Grâce à la recherche scientifique, il y a eu beaucoup de progrès dans le domaine de l’analyse génétique (étude de l’ADN). Le gène responsable de la forme dominante de la FAP est connu depuis 1991. Grâce à une prise de sang d’où le matériel génétique (ADN) est extrait, on peut analyser le gène APC pour y détecter des anomalies éventuelles. L’anomalie ou la mutation découverte dans le gène APC peut être différente d’une famille à l’autre mais est identique chez tous les membres atteints au sein d’une même famille. Pour cette raison, il est nécessaire de rechercher avec précision la mutation exacte. Si celle-ci peut être identifiée rapidement dans certaines familles, dans d’autres le travail sera plus laborieux et peut prendre plusieurs mois. Malheureusement, il arrive que certaines recherches de mutation restent sans résultat.

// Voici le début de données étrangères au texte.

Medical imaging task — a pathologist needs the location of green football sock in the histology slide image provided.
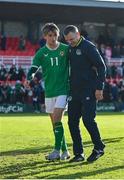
[54,122,64,151]
[61,134,67,152]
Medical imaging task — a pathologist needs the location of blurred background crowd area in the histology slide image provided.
[0,26,124,112]
[0,30,124,59]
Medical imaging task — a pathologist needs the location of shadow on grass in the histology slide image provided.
[0,112,124,117]
[0,113,48,117]
[0,137,124,156]
[42,166,124,179]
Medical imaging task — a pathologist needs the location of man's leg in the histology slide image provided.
[68,100,84,162]
[82,95,105,162]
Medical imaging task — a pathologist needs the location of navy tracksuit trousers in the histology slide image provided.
[68,90,104,155]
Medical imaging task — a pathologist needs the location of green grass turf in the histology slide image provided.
[0,113,124,179]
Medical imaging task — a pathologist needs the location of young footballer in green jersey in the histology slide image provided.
[28,23,70,160]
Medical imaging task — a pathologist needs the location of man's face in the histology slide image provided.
[65,32,80,47]
[44,31,59,46]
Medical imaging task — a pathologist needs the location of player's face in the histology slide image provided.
[65,32,80,47]
[44,31,59,46]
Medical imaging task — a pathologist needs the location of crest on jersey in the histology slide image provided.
[76,49,82,55]
[60,51,64,56]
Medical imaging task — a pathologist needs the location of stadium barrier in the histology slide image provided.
[0,102,124,113]
[0,55,33,69]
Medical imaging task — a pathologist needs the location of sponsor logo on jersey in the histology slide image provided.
[76,49,82,56]
[67,96,72,101]
[44,54,48,57]
[60,51,64,56]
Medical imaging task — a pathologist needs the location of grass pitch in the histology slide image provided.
[0,113,124,179]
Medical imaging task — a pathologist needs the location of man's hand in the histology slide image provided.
[95,90,103,101]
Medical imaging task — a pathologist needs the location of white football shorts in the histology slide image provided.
[45,95,67,113]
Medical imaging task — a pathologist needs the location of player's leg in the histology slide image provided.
[46,96,70,160]
[50,113,68,156]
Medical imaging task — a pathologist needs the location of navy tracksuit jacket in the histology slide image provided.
[68,37,106,155]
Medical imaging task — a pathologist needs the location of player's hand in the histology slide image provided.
[95,90,103,101]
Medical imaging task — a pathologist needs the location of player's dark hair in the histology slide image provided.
[41,23,59,35]
[63,25,78,36]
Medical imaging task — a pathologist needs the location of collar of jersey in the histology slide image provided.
[75,36,84,47]
[46,42,60,51]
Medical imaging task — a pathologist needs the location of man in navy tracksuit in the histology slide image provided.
[64,25,106,162]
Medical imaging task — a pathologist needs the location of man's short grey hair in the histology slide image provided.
[63,25,79,36]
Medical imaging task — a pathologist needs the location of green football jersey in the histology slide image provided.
[32,43,69,97]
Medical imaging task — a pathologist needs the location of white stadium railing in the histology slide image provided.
[0,55,124,69]
[0,55,33,68]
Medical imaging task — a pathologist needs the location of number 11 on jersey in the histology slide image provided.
[50,57,58,66]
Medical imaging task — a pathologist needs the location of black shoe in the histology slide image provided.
[87,149,104,163]
[69,154,85,163]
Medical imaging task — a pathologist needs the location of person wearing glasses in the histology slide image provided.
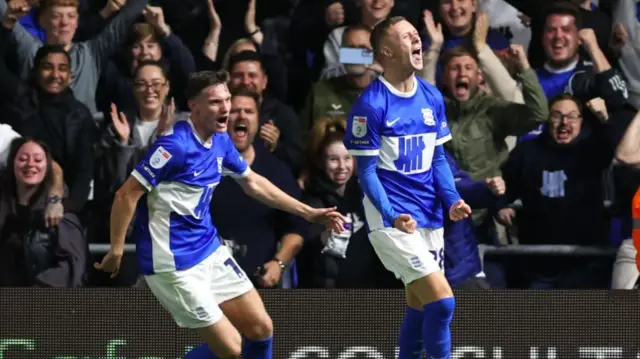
[90,60,188,285]
[496,94,615,289]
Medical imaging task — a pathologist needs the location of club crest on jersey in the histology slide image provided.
[149,146,173,169]
[351,116,367,138]
[422,108,436,126]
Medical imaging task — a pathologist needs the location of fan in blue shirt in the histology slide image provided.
[344,17,471,359]
[96,71,344,359]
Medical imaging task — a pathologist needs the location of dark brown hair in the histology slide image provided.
[371,16,406,55]
[184,70,229,100]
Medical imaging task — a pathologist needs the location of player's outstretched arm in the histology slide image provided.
[95,176,146,278]
[237,172,345,232]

Si la mutation a été trouvée dans une famille, on peut effectuer une analyse sanguine prédictive chez les apparentés à risques, p. ex. chez les enfants d’une personne atteinte. L’examen génétique pourra être proposé à partir de l’âge de 11-12 ans, âge moyen de l’apparition des premiers polypes. Si cet examen démontre que la personne à risque n’a PAS le gène APC fautif, cette personne peut être certaine que ni elle-même ni ses enfants ne développeront la maladie et ne pourront la transmettre. Des coloscopies ultérieures ne sont donc plus nécessaires dans ce cas-ci. Si l’examen sanguin démontre par contre qu’une personne est porteuse du gène APC fautif, le côlon de cette personne doit être examiné afin de détecter les polypes et ce de manière régulière.
Un avis génétique peut être proposé pour les famille où l’analyse sanguine prédictive est possible et souhaitée. Un dialogue s’établit entre les personnes concernées et le généticien et s’étendra bien souvent sur plusieurs entrevues étalées autour de la prise de sang, de l’attente des résultats et de la réception de ceux-ci. Ces entrevues ont pour objectif d’aider les personnes concernées à comprendre et gérer le résultat de l’analyse génétique.

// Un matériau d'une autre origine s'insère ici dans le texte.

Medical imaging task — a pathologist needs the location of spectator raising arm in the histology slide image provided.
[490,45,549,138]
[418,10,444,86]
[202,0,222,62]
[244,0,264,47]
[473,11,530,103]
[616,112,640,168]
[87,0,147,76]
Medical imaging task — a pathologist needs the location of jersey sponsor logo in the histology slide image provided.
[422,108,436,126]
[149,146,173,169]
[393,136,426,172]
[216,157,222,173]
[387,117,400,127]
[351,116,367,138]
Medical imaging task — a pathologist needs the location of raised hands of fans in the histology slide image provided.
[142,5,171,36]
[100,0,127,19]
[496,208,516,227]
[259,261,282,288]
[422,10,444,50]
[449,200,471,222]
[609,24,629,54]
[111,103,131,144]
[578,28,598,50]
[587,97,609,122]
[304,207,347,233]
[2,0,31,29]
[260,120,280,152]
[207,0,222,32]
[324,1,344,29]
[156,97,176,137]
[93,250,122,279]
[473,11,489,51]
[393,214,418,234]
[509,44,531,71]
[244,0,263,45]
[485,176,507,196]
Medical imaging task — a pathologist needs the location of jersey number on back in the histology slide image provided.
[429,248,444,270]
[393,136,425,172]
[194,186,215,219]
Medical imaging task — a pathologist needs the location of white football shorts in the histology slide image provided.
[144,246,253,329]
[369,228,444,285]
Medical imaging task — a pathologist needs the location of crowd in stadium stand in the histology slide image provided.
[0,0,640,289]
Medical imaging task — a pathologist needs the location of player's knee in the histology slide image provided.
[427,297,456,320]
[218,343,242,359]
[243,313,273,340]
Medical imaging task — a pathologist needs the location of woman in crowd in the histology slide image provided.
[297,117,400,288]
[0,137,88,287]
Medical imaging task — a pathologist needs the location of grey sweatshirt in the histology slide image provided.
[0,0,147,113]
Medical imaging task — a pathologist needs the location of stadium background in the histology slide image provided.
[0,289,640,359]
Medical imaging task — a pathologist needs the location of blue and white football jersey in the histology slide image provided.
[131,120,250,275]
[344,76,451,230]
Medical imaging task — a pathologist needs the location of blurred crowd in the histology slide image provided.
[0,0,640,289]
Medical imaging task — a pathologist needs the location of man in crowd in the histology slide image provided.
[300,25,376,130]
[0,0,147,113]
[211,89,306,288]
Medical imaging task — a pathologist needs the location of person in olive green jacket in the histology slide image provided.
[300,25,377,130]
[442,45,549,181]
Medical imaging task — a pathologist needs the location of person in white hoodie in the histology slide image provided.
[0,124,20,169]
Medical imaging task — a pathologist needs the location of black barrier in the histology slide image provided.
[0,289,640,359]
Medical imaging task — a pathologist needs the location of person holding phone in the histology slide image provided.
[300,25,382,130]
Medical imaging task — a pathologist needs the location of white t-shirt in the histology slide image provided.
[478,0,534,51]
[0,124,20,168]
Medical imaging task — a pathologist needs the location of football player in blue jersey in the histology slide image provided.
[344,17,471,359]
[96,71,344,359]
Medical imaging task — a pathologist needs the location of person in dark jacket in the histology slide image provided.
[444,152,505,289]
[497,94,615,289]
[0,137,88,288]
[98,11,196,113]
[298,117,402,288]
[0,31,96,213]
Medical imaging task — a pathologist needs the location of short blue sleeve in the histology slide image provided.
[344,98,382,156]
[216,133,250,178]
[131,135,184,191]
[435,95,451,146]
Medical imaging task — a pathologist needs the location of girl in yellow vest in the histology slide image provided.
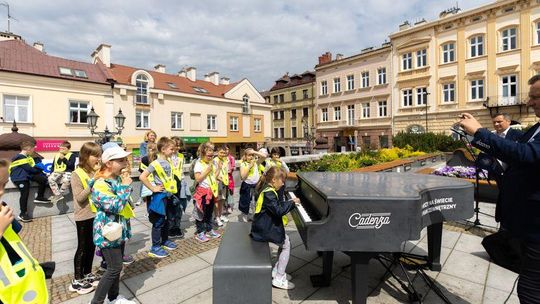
[193,142,221,242]
[0,159,49,304]
[139,137,178,258]
[250,167,300,289]
[90,145,135,304]
[238,148,266,222]
[69,142,101,294]
[214,145,229,227]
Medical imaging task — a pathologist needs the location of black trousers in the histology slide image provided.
[13,174,48,215]
[73,218,96,280]
[517,241,540,304]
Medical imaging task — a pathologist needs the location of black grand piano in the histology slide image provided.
[287,172,474,304]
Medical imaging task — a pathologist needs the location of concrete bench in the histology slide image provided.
[212,223,272,304]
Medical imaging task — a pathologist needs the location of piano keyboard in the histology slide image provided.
[289,191,311,223]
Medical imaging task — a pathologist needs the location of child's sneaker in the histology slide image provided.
[122,255,135,265]
[272,278,294,290]
[206,229,221,239]
[148,246,169,259]
[69,279,94,294]
[84,273,101,287]
[161,240,178,250]
[195,232,210,243]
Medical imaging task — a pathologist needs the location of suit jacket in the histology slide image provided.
[472,123,540,241]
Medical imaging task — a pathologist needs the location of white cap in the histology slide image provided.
[101,146,131,163]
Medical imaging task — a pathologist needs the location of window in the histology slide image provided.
[471,36,484,58]
[334,78,341,93]
[401,89,412,107]
[347,105,354,126]
[321,109,328,122]
[416,49,427,68]
[362,72,369,88]
[378,100,388,117]
[362,102,370,118]
[401,53,412,71]
[135,110,150,129]
[171,112,184,129]
[416,88,427,106]
[501,27,517,51]
[471,79,484,100]
[4,95,31,122]
[253,118,262,132]
[347,75,354,91]
[334,107,341,121]
[501,75,517,105]
[206,115,217,131]
[443,42,456,63]
[229,116,238,131]
[321,80,328,95]
[443,83,456,102]
[377,68,386,84]
[69,100,89,123]
[135,74,148,104]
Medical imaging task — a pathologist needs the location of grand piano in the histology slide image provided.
[287,172,474,304]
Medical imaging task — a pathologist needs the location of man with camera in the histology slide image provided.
[459,75,540,304]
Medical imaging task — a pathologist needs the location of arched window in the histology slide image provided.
[242,94,249,114]
[135,74,148,104]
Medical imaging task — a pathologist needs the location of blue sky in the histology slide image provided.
[0,0,495,90]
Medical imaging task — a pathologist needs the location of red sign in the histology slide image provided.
[36,139,64,152]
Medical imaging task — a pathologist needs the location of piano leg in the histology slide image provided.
[428,223,442,271]
[311,251,334,287]
[347,252,373,304]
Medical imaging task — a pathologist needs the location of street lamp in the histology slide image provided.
[302,116,316,154]
[87,107,126,144]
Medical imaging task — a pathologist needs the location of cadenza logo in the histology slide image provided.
[349,212,391,229]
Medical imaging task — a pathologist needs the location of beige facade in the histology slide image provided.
[315,43,392,151]
[390,0,540,134]
[265,72,315,156]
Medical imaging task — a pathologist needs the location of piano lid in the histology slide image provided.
[297,172,473,199]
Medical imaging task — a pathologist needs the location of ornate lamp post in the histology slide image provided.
[87,107,126,144]
[302,117,316,154]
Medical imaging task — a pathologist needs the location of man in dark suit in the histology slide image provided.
[460,75,540,304]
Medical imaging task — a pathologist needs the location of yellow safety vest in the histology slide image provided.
[150,160,178,194]
[53,152,73,172]
[8,155,36,174]
[199,159,218,197]
[0,225,49,304]
[214,157,229,186]
[171,153,184,180]
[255,187,289,226]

Si vous êtes atteint de polypose ou si vous appartenez à une famille touchée par la maladie, il est recommandé de prendre contact avec un Centre de Génétique. Il en existe 8 en Belgique (voir la liste ici).

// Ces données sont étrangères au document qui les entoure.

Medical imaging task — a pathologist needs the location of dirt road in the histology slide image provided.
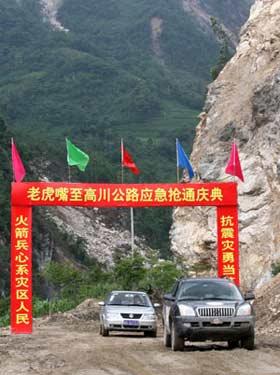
[0,322,280,375]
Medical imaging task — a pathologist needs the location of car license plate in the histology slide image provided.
[123,320,139,327]
[212,318,223,325]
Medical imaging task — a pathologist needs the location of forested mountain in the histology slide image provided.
[0,0,252,276]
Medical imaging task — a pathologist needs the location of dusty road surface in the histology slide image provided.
[0,321,280,375]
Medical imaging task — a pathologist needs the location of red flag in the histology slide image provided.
[12,139,25,182]
[121,143,140,174]
[225,143,244,182]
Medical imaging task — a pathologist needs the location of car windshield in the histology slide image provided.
[106,292,151,306]
[178,280,242,301]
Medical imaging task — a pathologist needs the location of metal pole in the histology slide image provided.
[68,165,71,182]
[130,207,134,251]
[121,138,123,184]
[121,138,134,252]
[176,138,180,182]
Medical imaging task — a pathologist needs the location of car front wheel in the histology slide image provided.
[241,333,255,350]
[171,322,185,352]
[144,330,157,337]
[228,340,239,349]
[100,324,109,336]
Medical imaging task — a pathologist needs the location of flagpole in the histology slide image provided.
[121,138,123,184]
[11,138,15,182]
[176,138,180,183]
[121,138,134,252]
[233,137,236,182]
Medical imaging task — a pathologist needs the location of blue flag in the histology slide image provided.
[176,139,194,179]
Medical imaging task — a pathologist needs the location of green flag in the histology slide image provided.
[66,138,89,172]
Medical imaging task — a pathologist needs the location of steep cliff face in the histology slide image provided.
[170,0,280,288]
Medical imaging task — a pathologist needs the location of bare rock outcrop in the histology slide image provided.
[170,0,280,288]
[40,0,69,32]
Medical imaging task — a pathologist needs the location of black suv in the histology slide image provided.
[163,278,255,350]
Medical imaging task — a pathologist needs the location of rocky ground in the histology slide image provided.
[0,288,280,375]
[255,274,280,342]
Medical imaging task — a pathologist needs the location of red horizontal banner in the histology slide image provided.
[12,182,237,207]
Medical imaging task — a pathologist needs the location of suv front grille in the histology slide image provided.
[197,307,234,317]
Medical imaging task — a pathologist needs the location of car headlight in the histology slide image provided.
[143,314,156,320]
[178,304,195,316]
[106,313,120,319]
[236,303,252,316]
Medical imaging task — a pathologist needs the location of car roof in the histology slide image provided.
[179,277,234,284]
[110,290,147,295]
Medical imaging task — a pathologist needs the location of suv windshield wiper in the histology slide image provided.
[178,297,201,301]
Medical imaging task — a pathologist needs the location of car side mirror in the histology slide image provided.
[163,293,175,301]
[244,292,255,301]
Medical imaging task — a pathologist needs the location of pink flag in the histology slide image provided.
[225,143,244,182]
[12,138,25,182]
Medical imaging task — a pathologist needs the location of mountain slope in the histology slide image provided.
[171,0,280,289]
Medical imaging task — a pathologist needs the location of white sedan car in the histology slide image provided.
[99,291,159,337]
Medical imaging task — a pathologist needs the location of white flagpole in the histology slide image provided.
[121,138,134,252]
[233,137,236,182]
[11,138,16,182]
[130,207,134,251]
[176,138,180,183]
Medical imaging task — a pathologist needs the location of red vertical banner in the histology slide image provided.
[11,206,32,333]
[217,206,240,286]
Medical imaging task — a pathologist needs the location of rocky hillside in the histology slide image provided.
[171,0,280,288]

Lors du conseil génétique, le généticien peut vous aider à:

  1. mieux comprendre la maladie, le diagnostic et les traitements possibles
  2. mieux comprendre l’hérédité de l’affection et le risque pour les membres de votre famille
  3. mieux faire face et gérer le risque génétique de vos enfants
  4. prendre des décisions concernant le planning familial
  5. mieux vivre avec votre maladie dans la vie de tous les jours
Le dépistage

Le dépistage

Les examens du côlon sont très importants: la détection des polypes doit être précoce afin de prévenir l’apparition d’un cancer. Un suivi régulier devrait commencer au début de l’adolescence car si la polypose est détectée de manière précoce, le traitement chirurgical sera presque toujours efficace. En plus, ces examens réguliers peuvent rassurer une personne chez qui aucun polype n’a été détecté. Les personnes à risque doivent, au début, avoir un examen annuel du côlon. Si l’examen est normal, il faut idéalement le refaire à intervalle régulier car les polypes peuvent apparaître à des âges très différents.

La rectosigmoïdoscopie souple est la première méthode utilisée pour examiner l’intérieur du rectum et du côlon sigmoïde. Un tube souple avec un système optique et un éclairage, que l’on appelle un sigmoïdoscope, est introduit par l’anus. Avec ce sigmoïdoscope, équipé d’une caméra, le médecin peut voir s’il y a des polypes ou un cancer. Si, pendant l’examen, le médecin constate la présence de polypes, un petit morceau (appelé “biopsie”) est prélevé. Ce prélèvement est indolore. Le fragment de polype ainsi prélevé est envoyé au laboratoire pour analyse. Si ce polype est un adénome, il est alors recommandé de faire un examen complet du côlon aussi appelé “coloscopie”.

coloscoop La coloscopie est un examen réalisé au moyen d’un tube souple plus long que le sigmoïdoscope. Il permet au médecin de voir l’entièreté du gros intestin. Pendant cet examen, un fragment de muqueuse ou de polype peut être prélevé pour un examen microscopique. La coloscopie peut être faite sous anesthésie, ou après administration d’un calmant pour que le patient puisse se détendre ou même dormir pendant l’examen.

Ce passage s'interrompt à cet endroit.